With Qt, you connect signals and slots between widgets in the user interface, either handling "business logic" in each slot or delegating it to a dedicated method. You typically don't worry about making separate changes to each widget in your GUI because any repaint requests will be placed in the event queue and delivered when control returns to the event loop. Some paint events may even be merged together for the sake of efficiency.

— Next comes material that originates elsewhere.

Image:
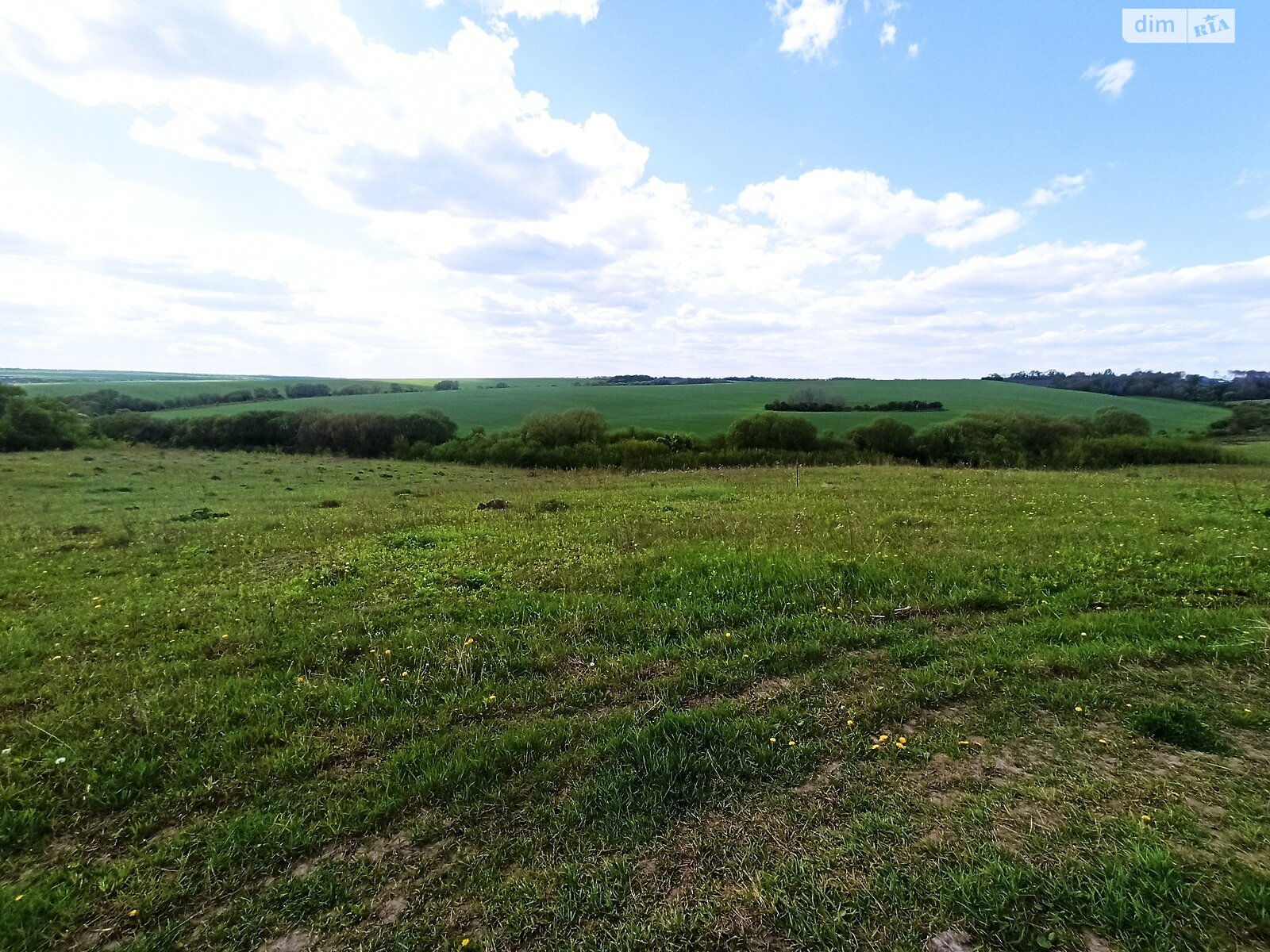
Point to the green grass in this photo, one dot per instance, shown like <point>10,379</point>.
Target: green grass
<point>711,408</point>
<point>328,702</point>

So, in a normal Qt application where signals and slots are used to handle state changes, there's basically no need to have an idle mechanism that monitors the state of the application and update widgets because those updates should occur automatically.
You would have to say a bit more about what you are doing to explain why you need an equivalent to this event in Qt.
I would send Qt signals to indicate state changes (e.g. fileOpened, processingStarted, processingDone). Slots in objects managing the start button and status bar widget (or subclasses) can be connected to those signals, rather than "polling" for current state in an idle event.
If you want the signal to be deferred later on in the event loop rather than immediately (e.g. because it's going to take a bit of time to do something), you can use a "queued" signal-slot connection rather than the normal kind.
http://doc.trolltech.com/4.5/signalsandslots.html#signals
The connection type is an optional parameter to the connect() function:
http://doc.trolltech.com/4.5/qobject.html#connect , http://doc.trolltech.com/4.5/qt.html#ConnectionType-enum
As far as I understand EVT_IDLE is sent when application message queue is empty. There is no such event in Qt, but if you need to execute something in Qt when there are no pending events, you should use QTimer with 0 timeout.
In general, the more Qt-ish way is to update the button/toolbar as necessary in whatever functions require the update, or to consolidate some of the functionality and directly call that function when the program needs it (such as an updateUi function).
You should be aware that in Qt, changing an attribute of a Ui element doesn't cause an immediate redraw, but queues a redraw in the event system, and multiple redraw calls are compressed into one where possible.
As for the multiple changes relating to state, have a look at this blog post about a hopefully-upcoming addition to Qt to more easily handle states. It looks like this would take care of a lot of your complaints, because in your multiple functions, you could just transition the state variable, and the other parts of the UI should update to match. It's not positive this will make it into the next Qt release (although I would bet on it, or something similar), and I have no idea how closely PyQt tracks the Qt releases. Or alternately, you could use the concept and create your own class to track the state as needed.